The SanDisk Partnership

Interestingly enough, VMware selected SanDisk to be a partner for the journey to create the VAIO design. This is the same company that acquired both FlashSoft and Fusion-IO – that’s a lot of brain power along with software and hardware knowledge to tap into, so it makes a lot of sense. To wrap my head around it, I had a few conversations with Serge Shats, Engineering Fellow at SanDisk, to discuss the implications of this development. In my own words, I compared it to building a new highway – the APIs – so that everyone in the ecosystem can then bring their car design to market and see what works.

apis-everywhere

I’ve already shared that VAIO will leverage filters in the VM user space (user world) rather than the kernel itself. This means that – as one would expect – each VM can be treated as a granular object and handled accordingly. It also means that the first set of use cases that VMware is interested in exploring revolve around distributed, cache-coherent, write-back acceleration along with replication (such as EMC and their RecoverPoint software).

The FlashSoft team went on to further state:

[We] are not only working on the API design, but we are actively working on implementing our next version of FlashSoft for vSphere based on the vSphere APIs for IO Filtering in ESXi 6.0. We plan to have our product ready for the launch of ESXi 6.0 early next year. (source)

Distributed Caching Challenges

When new layers of cache are inserted into the IO flow of a VM, old performance problems are solved and new dirty data problems are created. Let’s take a deeper dive by looking at a slide that SanDisk used in their Tech Field Day presentation.

VAIO with SanDisk

If each VM has dirty data, which is data that has yet to be written down to the storage target, then there are some new challenges to solve:

  1. Storage array backups or snapshots are missing the dirty data
  2. Storage array level replication would also miss the dirty data
  3. If a VM crashes and is HA restarted on a different host, the dirty data may be on different hosts

This is a short list, there are more, but it gets the conversation going. VAIO will have much tighter control over these scenarios, since the end-to-end stack, including the 3rd party vendor, will have visibility into the IO path. Let’s turn those three issues above into potential solved problems below:

  1. Storage array queries VAIO and waits for the dirty data to be flushed before committing a backup or snapshot
  2. Replication engine grabs the dirty data using a VAIO query, or waits for it to be flushed down to the array
  3. VAIO holds open the VMDK lock, thus HA is prevented from starting up the VM. VAIO can then flush the data before the lock is removed and the VM is powered on.

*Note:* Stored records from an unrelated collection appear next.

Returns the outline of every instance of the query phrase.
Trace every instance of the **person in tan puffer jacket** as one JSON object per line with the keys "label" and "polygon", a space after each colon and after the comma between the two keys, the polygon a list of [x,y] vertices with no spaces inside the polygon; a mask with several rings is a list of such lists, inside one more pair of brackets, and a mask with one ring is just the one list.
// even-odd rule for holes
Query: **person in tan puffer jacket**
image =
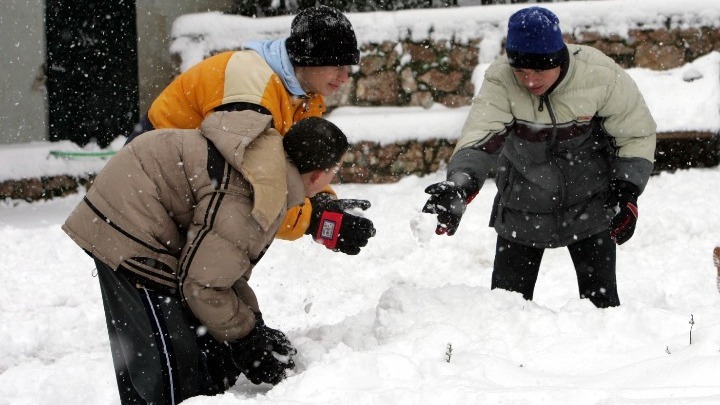
{"label": "person in tan puffer jacket", "polygon": [[[95,260],[123,403],[219,393],[240,373],[285,377],[295,349],[265,325],[248,280],[347,148],[321,118],[283,137],[271,116],[223,111],[140,136],[106,164],[62,229]],[[318,220],[343,226],[332,219]]]}

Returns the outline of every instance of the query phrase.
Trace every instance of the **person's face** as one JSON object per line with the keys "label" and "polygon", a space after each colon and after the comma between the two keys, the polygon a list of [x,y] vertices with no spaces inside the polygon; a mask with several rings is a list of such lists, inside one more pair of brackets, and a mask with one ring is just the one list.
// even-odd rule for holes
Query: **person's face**
{"label": "person's face", "polygon": [[330,169],[313,170],[301,174],[300,177],[303,179],[303,185],[305,186],[305,196],[314,197],[315,194],[323,191],[330,185],[330,182],[339,170],[340,164]]}
{"label": "person's face", "polygon": [[530,93],[542,96],[560,77],[560,66],[548,70],[513,68],[513,73]]}
{"label": "person's face", "polygon": [[327,97],[350,80],[350,66],[298,66],[295,76],[306,93]]}

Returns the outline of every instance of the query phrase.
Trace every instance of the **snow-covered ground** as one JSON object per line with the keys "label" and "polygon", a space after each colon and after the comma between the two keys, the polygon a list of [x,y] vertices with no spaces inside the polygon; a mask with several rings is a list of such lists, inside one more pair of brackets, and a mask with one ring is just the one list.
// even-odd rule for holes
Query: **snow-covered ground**
{"label": "snow-covered ground", "polygon": [[[578,299],[565,249],[546,252],[534,302],[491,291],[494,183],[439,237],[419,210],[442,175],[337,186],[373,204],[363,252],[277,241],[251,280],[295,373],[185,403],[720,403],[720,169],[651,179],[605,310]],[[118,403],[93,263],[60,230],[81,197],[0,206],[0,404]]]}
{"label": "snow-covered ground", "polygon": [[[607,14],[619,21],[649,4],[608,3]],[[708,15],[718,9],[699,3],[715,7]],[[573,15],[561,3],[550,6],[561,20]],[[630,73],[661,132],[720,130],[719,53],[669,72]],[[452,139],[465,114],[348,107],[330,119],[353,142],[392,142]],[[104,164],[51,158],[51,149],[79,148],[0,147],[0,181]],[[622,306],[604,310],[578,299],[565,249],[546,252],[533,302],[491,291],[494,183],[455,236],[439,237],[433,218],[419,211],[423,189],[443,177],[336,186],[341,196],[373,204],[366,215],[378,232],[363,252],[333,253],[307,238],[277,241],[251,280],[268,324],[299,349],[295,372],[272,389],[241,379],[222,396],[185,403],[720,403],[720,294],[711,256],[720,244],[720,168],[651,178],[635,236],[618,248]],[[0,201],[0,405],[119,402],[93,263],[60,230],[81,198]]]}

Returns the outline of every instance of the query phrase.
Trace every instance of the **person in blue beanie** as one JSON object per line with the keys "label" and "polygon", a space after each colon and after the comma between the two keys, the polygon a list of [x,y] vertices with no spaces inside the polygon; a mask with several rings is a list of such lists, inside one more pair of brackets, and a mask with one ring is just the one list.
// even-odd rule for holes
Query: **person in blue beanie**
{"label": "person in blue beanie", "polygon": [[567,247],[580,297],[618,306],[616,245],[635,231],[655,131],[619,65],[566,44],[552,11],[523,8],[510,17],[505,55],[473,99],[447,179],[425,190],[423,212],[437,215],[437,234],[455,234],[495,168],[491,288],[531,300],[545,249]]}

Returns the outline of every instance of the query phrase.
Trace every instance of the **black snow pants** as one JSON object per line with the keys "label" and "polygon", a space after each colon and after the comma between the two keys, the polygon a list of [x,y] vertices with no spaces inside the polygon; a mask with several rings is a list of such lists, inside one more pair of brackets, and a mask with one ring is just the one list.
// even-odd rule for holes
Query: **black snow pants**
{"label": "black snow pants", "polygon": [[120,402],[174,405],[232,386],[240,372],[229,346],[209,334],[177,294],[136,286],[97,266]]}
{"label": "black snow pants", "polygon": [[[598,308],[620,305],[615,278],[615,242],[602,232],[567,246],[575,265],[580,298]],[[498,236],[491,288],[519,292],[532,300],[545,249]]]}

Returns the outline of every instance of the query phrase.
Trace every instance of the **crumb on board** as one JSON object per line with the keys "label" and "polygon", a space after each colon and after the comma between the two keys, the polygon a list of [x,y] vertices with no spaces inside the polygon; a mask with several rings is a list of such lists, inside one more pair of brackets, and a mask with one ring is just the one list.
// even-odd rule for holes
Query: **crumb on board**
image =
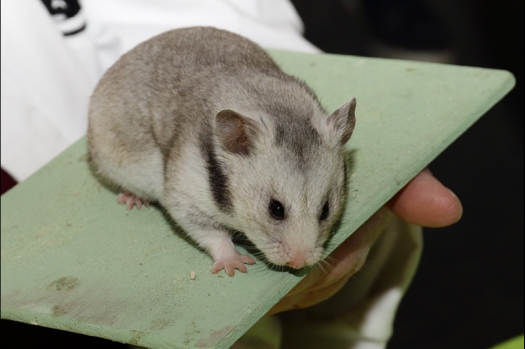
{"label": "crumb on board", "polygon": [[190,279],[195,280],[195,277],[196,277],[195,272],[192,271],[192,272],[190,273]]}
{"label": "crumb on board", "polygon": [[36,321],[29,321],[29,323],[30,323],[31,325],[38,326],[38,322],[36,322]]}

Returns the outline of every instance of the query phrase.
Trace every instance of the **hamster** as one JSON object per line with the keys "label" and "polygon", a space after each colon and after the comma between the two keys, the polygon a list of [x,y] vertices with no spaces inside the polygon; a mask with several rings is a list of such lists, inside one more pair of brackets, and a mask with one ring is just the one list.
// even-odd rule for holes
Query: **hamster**
{"label": "hamster", "polygon": [[246,272],[232,234],[273,265],[322,257],[346,198],[352,98],[327,114],[257,44],[211,27],[176,29],[124,54],[89,104],[98,175],[128,209],[159,202],[213,258]]}

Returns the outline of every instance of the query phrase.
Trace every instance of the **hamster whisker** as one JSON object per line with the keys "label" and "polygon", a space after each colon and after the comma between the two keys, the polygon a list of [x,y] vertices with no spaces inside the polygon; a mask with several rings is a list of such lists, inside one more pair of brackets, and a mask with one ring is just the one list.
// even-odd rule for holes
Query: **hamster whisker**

Again, I’m just spitballing here, but being able to query an API that understands the VM state is critical. Lots of new options will be available beyond just caching and replication once everyone at VMware and the vendor ecosystem get the warm and fuzzies on VAIO.

Thoughts

Although I think VAIF makes a cooler acronym (wink), the technology behind VAIO is spectacular and, quite frankly, very overdue. The vFlash Read Cache (vFRC) fiasco really shined a light on how not to implement server-side flash caching in a number of ways: it was read only, it was manual, and it was clunky. VMware’s new focus is on an open set of APIs for the ecosystem, which is a much better plan of attack to strategically let the vendor space focus on doing what they do best – creating great user experiences on top of the vSphere platform.

Looking forward to VAIO in vSphere.next, along with FlashSoft’s latest product release that will take advantage of it.